Herodotus also noted that the diets of the priestly class were different from those of ordinary Egyptians in both quantity and in type. He noted that every day, the priests had sacred bread baked for them and they have each great quantity of flesh of oxen and geese. The priests also drank wine of grapes, but were not permitted to eat fish. Moreover, he notes that beans were not consumed and that the priests would not even endure even to look upon them, thinking this to be an unclean kind of pulse. So it’s possible that beans had fallen out of favor amongst the priests by the 5th Century BCE.
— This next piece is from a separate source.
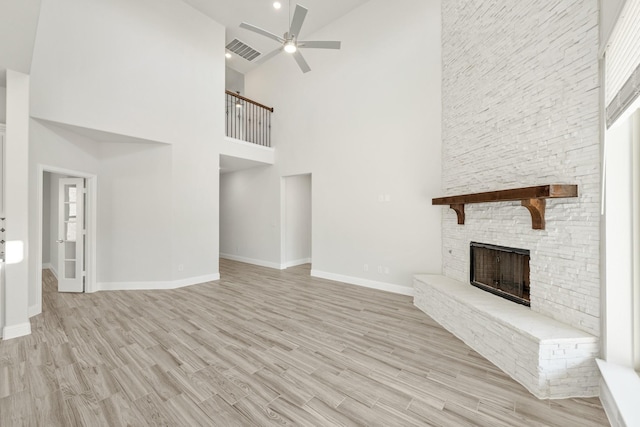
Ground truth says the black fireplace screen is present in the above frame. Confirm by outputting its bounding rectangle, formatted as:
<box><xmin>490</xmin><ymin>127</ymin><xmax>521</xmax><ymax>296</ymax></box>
<box><xmin>471</xmin><ymin>242</ymin><xmax>530</xmax><ymax>306</ymax></box>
So, what did Cleopatra eat? This far into the essay, I have to admit that I’m not sure. I can say that there is good evidence to suggest that she had a world of food and flavorings available to her and that a queen of one of the world’s wealthiest countries she exploited all of the opportunities that she had to try and taste foods from far flung shores. She also traveled – to Rome and Tarsus and many other places in between and would have had dishes that she became fond of on the road reconstructed for her at home.
There is some good scholarship out there to show us what the domestic production and consumption of food was like in ancient Egypt, but popularly available evidence is sparse in regards to the foods imported and how the trade routes and traders that got the good to Egypt’s already bountiful shores. There is scholarly work crying to be done on this subject that I hope some able soul undertakes someday. Ancient Egypt was powerful, rich and connected and yet there is little evidence of it even in the better popular references consulted. In Wilson’s book we are told that pomegranates are introduced in the 18th to 16th Centuries BCE and soon became cultivated, but there is no mention of where they come from (Western Asia) or how they were acquired. Romer, in Ancient Lives, does mention that although olive trees grew in Thebes, olive oil was also imported from Syria and Crete. Wilson also notes that wealthy citizens also imported certain types of beer from Syrian and Nubia.
We also need modern archaeological methods and tools to be brought to bear on the production, importation and consumption of food in ancient Egypt. As we saw at the Cleopatra exhibit, the Egyptian Supreme Council of Antiquities under the leadership of Zahi Hawass is questioning a lot of accepted knowledge about Cleopatra. The ongoing work of Franck Goddio is evidence of that as are the findings at Taposiris a city about 50 Km south and west of Alexandria. There, Hawass has uncovered many coins and artifacts from Cleopatra’s time, leading him to question whether she really committed suicide as history and Hollywood has shown us – or whether she escaped and fled to a nearby city. Whether a tantalizing possible discovery or showmanship to raise funds for further science – he is questioning the conclusions of earlier scholars and I wish him the best in his efforts for his bravery. God willing, he will continue to stand long-held conclusions on their heads. (Words by Laura Kelley. Photos of Cleopatra Bust from the Antiquities Museum in Berlin; other photos from the British Museum.)
*(I could find no reference of such an ostraca in either the Aberdeen, Ashmolean or British Museum collections. I will, however, continue looking and if I find a reference for the recipe, I will add to this post or post it anew.)